Be certain in your training and treatment, and if there's no reason not to, don't be afraid to adjust someone. Sometimes it can make the difference. Don't be afraid to get out and put in the legwork to build your practice. Stop caring what people think about you or how you treat your patients, and in that same vein, we could stand to stop picking apart everyone who doesn't practice identically to us on social media. One of the great things about chiropractic is you can practice how you want. As long as people are being ethical and getting results, give them a break. Finally, identify your passion within this profession and go all-in on it. This profession is not one for the lukewarm. The lukewarm will be chewed up and spit out.

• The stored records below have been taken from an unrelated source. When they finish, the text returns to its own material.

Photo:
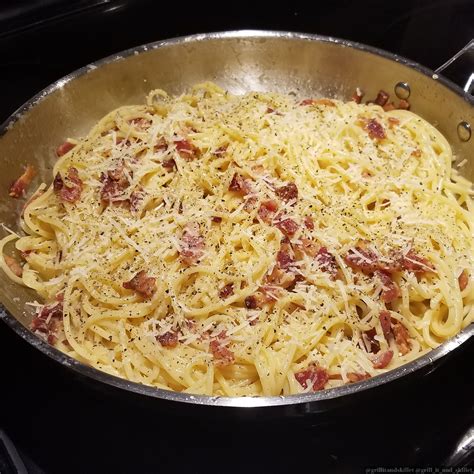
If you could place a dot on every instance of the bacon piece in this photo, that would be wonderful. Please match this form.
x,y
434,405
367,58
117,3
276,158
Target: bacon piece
x,y
414,263
115,182
390,289
168,339
309,247
18,188
371,344
463,280
287,226
186,149
404,104
327,262
382,98
388,107
357,96
192,244
267,210
251,302
323,101
140,122
142,284
392,121
308,222
385,323
374,129
13,265
64,148
226,291
357,376
381,360
314,376
286,193
362,259
46,322
240,185
72,189
223,356
161,145
401,337
221,150
169,164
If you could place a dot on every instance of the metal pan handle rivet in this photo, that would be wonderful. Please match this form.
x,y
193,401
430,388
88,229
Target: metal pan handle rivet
x,y
403,91
464,131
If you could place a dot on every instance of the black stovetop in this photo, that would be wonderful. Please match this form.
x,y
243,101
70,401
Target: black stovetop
x,y
59,422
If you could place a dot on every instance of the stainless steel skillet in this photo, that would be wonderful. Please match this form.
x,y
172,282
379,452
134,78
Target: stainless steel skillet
x,y
305,65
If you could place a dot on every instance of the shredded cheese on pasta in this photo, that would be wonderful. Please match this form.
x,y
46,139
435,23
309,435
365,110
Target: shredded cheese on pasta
x,y
251,290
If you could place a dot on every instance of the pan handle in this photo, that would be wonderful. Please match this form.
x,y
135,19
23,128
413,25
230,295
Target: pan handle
x,y
468,49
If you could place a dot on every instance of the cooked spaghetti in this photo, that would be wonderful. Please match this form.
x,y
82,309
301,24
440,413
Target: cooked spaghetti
x,y
249,245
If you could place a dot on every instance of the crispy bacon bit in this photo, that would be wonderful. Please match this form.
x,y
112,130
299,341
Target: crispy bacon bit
x,y
64,148
13,265
381,360
226,291
463,280
223,356
362,259
221,150
401,337
186,149
240,185
267,210
357,377
169,164
392,121
115,183
251,302
287,226
357,96
141,123
385,323
284,259
374,129
327,262
323,101
414,263
404,104
142,284
168,339
390,289
47,320
382,98
18,188
192,244
308,222
371,344
161,145
70,192
286,193
309,247
315,377
388,107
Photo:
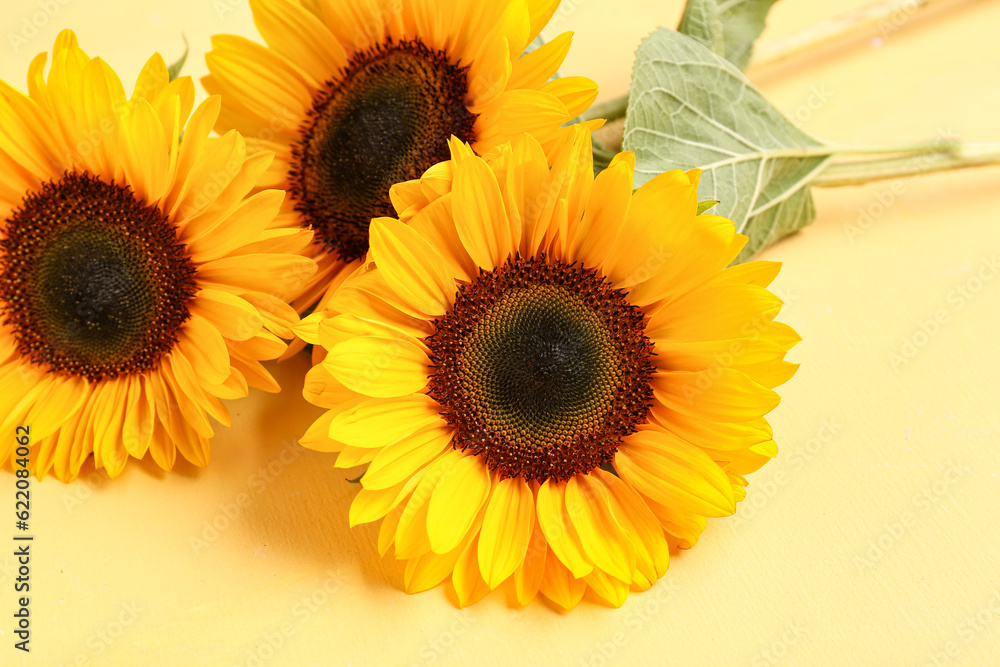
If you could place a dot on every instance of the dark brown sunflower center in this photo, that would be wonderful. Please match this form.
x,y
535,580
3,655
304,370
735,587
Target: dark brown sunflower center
x,y
93,282
542,368
383,119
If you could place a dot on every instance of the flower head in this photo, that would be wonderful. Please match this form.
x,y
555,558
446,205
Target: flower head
x,y
139,283
355,96
551,378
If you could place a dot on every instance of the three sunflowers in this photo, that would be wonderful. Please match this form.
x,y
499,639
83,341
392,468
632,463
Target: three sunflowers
x,y
553,379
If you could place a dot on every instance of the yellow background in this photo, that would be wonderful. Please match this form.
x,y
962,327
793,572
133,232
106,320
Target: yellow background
x,y
872,539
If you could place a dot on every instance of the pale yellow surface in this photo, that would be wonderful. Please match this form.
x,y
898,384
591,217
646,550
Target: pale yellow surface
x,y
872,539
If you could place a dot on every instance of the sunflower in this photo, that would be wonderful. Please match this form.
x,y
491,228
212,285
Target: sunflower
x,y
354,96
139,284
552,379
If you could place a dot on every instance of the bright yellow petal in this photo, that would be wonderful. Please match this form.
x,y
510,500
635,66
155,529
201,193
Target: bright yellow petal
x,y
461,492
506,531
673,472
411,266
601,536
554,519
379,367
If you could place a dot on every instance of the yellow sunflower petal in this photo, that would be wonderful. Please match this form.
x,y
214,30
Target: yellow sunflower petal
x,y
555,520
379,367
674,473
381,422
480,216
411,266
601,536
461,491
506,531
559,585
395,463
468,582
723,394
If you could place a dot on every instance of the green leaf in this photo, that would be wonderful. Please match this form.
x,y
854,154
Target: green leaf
x,y
705,205
175,68
690,108
727,27
701,21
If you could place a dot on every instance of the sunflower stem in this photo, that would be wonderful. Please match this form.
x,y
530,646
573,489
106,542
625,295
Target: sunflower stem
x,y
948,156
893,13
602,155
609,110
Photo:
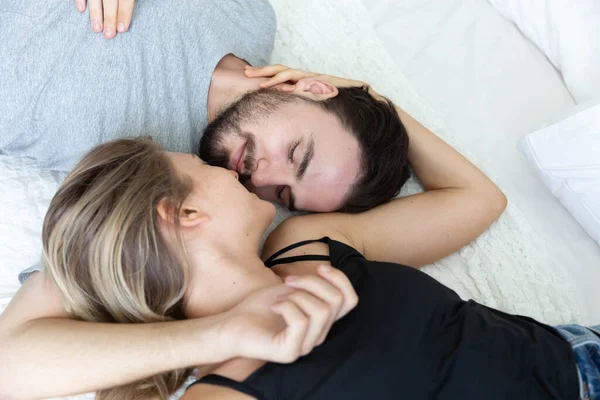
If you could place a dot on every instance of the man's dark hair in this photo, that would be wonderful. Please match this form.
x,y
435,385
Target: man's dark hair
x,y
382,138
383,143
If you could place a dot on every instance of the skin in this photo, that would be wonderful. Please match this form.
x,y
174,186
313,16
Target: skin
x,y
298,151
271,165
108,16
458,204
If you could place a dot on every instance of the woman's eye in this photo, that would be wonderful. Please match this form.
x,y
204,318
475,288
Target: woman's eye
x,y
291,152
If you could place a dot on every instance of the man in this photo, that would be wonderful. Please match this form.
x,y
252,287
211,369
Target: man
x,y
168,74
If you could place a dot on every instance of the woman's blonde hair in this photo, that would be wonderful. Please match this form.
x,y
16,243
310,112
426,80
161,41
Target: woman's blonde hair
x,y
104,250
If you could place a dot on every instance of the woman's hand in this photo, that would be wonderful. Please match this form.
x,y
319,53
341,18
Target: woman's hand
x,y
110,16
287,77
284,322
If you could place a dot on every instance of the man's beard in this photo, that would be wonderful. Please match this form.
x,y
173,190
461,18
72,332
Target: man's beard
x,y
214,152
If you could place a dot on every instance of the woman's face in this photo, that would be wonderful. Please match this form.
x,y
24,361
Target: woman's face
x,y
217,192
236,218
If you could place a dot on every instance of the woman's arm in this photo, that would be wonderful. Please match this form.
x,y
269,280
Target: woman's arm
x,y
63,356
108,16
66,357
203,391
458,204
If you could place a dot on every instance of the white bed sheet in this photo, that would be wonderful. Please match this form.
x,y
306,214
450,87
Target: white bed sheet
x,y
491,86
500,268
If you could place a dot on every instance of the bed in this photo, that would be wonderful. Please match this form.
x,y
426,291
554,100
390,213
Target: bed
x,y
467,74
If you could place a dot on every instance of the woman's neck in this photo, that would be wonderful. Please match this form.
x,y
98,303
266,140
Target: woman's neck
x,y
222,277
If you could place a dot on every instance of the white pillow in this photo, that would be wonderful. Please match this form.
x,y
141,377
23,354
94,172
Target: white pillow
x,y
568,33
567,157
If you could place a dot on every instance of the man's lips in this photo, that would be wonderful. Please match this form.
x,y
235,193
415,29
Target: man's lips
x,y
237,161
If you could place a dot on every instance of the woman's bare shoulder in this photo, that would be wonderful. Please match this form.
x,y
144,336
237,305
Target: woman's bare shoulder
x,y
305,227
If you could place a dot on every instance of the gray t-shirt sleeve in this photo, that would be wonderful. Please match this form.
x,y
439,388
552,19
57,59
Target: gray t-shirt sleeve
x,y
23,275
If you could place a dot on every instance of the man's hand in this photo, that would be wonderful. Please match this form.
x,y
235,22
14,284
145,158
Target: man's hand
x,y
108,16
284,322
285,77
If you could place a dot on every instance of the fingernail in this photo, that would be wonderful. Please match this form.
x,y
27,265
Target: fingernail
x,y
324,269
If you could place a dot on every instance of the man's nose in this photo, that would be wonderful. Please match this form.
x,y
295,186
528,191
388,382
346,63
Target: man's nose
x,y
270,173
235,174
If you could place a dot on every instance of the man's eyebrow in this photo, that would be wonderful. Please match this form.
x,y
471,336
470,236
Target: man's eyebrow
x,y
308,156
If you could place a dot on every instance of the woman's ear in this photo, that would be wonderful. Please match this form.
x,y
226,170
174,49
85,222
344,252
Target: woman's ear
x,y
189,215
315,89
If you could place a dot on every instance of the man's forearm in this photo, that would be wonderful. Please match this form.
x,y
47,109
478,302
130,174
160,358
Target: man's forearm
x,y
56,357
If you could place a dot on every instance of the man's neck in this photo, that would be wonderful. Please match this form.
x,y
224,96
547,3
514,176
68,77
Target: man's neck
x,y
228,84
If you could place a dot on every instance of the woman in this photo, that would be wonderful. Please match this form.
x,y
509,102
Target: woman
x,y
459,203
415,337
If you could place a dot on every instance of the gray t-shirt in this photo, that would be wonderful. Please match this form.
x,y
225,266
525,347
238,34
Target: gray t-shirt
x,y
65,89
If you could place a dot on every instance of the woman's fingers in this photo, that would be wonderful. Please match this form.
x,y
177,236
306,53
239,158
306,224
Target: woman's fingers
x,y
267,70
108,16
320,318
335,289
110,10
96,15
291,340
80,4
124,15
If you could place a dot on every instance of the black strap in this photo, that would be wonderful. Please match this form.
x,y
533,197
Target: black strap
x,y
219,380
271,262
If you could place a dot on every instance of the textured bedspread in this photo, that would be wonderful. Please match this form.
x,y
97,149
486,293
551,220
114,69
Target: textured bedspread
x,y
508,267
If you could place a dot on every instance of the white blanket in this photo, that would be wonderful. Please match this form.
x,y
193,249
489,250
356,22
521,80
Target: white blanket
x,y
508,267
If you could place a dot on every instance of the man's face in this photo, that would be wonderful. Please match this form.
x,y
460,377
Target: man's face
x,y
297,154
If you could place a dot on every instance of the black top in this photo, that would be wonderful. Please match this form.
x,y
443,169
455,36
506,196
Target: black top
x,y
411,337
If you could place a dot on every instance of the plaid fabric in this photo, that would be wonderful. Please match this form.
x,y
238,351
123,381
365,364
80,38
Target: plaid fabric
x,y
586,346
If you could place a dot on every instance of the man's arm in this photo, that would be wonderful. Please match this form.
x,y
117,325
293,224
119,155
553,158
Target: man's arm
x,y
459,202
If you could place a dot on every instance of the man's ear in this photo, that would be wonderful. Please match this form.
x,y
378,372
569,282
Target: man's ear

The tides are turning in chiropractic. We are slowly seeing this ship turning around and that is due in large part to progressive chiropractors regaining public trust and integrating with other healthcare professionals in a patient-centered approach, but we still have to reach more people. While we may only see 10% of the population currently, the optimist in me means that we have a 90% untapped market. I think that if we take a step back we can learn to apply some techniques from our more vitalistic colleagues to reach the 90%, educate them on how we can help, and help the world to see how we are the answer when it comes to evaluating and treating the cause of pain without the use of drugs or surgery.